その内に二つの世界を抱えている人間がいることを想像してみることは意味のあることだと思う。
ベートーヴェンの大いなる矛盾、それは同時に価値観の違う二つの世界の矛盾であり、現代の私たちの世界もまた、それを含む矛盾を克服してはいない。
ベートーヴェンはその後、一連の最後の弦楽四重奏曲で融和と統一を果たしたのだろうか。私はそれを聴きとることができるだろうか。
蛇足の追記。
ベートーヴェンのオーケストラ曲の多くを、私はフルトヴェングラーの演奏で教えられた。ミサ・ソレムニスを戦後は一度も演奏していない。戦前は演奏していたが、録音は残されなかった。そのことが残念だったが、最近この曲に関するフルトヴェングラーの言葉を知った。
「私は長い間、この曲に没頭し、熟知し、暗譜したけれど、この中に隠されているものを引き出すことができなかった。

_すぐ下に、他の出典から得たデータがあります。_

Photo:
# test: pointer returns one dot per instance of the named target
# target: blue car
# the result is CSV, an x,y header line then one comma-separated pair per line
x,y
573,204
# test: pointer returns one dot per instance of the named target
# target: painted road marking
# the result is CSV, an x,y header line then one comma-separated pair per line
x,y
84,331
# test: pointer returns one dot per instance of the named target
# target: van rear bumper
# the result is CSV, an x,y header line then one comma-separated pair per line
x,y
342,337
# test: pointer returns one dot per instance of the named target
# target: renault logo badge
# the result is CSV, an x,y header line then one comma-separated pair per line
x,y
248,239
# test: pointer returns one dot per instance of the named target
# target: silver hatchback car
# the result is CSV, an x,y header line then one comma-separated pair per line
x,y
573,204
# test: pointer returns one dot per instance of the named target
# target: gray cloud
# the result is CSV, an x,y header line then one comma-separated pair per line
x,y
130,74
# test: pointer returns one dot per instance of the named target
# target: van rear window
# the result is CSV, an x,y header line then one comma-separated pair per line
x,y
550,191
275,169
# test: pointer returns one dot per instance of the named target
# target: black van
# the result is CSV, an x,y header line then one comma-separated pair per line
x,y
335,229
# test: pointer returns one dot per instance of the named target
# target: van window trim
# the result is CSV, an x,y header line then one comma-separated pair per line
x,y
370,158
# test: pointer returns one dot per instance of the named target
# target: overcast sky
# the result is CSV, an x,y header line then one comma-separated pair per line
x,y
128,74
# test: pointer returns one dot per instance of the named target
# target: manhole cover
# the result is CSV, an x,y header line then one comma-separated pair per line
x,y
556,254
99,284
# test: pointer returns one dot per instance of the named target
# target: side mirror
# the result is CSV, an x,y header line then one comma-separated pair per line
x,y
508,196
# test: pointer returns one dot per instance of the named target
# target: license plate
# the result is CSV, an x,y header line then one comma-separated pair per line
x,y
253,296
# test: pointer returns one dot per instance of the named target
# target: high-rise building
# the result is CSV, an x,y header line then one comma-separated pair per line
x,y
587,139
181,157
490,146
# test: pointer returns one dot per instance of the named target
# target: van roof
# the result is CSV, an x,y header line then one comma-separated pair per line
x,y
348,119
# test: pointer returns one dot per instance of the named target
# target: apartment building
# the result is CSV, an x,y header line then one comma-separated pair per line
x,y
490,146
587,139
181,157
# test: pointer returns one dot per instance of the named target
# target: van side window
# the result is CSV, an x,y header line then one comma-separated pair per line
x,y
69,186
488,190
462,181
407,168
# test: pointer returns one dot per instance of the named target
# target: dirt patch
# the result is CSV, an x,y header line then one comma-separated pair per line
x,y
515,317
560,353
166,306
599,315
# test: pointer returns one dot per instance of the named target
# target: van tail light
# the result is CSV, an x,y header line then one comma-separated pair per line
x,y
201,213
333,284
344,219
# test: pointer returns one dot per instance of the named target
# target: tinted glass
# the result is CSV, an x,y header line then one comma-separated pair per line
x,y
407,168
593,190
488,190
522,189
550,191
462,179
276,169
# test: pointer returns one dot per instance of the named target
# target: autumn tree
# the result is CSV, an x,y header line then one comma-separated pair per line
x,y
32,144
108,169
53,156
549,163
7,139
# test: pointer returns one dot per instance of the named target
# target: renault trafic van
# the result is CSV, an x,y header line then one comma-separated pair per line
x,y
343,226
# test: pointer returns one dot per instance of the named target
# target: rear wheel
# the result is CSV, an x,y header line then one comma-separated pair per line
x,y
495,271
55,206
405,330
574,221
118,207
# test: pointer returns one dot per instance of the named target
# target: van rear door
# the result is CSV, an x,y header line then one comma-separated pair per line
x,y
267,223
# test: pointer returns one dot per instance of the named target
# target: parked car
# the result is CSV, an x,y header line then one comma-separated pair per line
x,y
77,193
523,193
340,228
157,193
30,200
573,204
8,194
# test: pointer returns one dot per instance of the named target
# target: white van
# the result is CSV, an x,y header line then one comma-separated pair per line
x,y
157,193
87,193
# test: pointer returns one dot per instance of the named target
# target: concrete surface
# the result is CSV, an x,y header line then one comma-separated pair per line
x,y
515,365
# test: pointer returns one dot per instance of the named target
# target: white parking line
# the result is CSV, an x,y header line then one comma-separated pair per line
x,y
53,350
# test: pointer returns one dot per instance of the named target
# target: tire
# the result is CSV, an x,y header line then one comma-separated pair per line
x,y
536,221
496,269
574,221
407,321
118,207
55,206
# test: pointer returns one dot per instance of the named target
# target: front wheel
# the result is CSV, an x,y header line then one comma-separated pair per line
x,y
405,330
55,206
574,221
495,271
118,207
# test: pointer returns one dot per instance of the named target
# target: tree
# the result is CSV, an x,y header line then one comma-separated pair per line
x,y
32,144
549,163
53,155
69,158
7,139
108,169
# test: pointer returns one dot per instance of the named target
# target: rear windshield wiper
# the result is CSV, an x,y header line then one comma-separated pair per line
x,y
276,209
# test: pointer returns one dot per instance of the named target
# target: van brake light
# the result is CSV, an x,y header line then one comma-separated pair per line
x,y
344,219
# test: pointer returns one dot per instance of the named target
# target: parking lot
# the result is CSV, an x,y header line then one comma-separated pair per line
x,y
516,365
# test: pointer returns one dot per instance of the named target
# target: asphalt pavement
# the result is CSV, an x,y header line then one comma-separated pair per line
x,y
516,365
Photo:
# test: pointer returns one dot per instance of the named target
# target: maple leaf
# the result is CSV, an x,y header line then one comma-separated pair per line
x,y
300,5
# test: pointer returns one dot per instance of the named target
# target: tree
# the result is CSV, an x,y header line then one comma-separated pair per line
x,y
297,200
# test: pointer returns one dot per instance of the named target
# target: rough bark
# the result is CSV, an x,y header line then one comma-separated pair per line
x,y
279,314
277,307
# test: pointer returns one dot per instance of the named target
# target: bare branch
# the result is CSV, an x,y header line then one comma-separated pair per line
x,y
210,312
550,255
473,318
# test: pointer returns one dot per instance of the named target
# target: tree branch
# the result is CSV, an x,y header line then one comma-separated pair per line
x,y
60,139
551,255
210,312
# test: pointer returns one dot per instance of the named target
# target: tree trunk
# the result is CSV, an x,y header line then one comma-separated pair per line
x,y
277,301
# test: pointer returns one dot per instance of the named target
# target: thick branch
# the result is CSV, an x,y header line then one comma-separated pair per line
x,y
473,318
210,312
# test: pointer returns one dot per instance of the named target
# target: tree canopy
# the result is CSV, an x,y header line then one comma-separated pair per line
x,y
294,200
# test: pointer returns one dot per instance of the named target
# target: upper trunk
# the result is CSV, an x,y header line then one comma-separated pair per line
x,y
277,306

」ーエリザベート夫人への手紙
フルトヴェングラーも謎を解きたかったのかもしれない。あまりにも偉大で、尊敬していたベートーヴェンだから、あの終わり方が理解できなかったのだろうか。ごまかすことはできない。だから、ありのままでよかったのではないだろうか。
そんな演奏を聴きたかった。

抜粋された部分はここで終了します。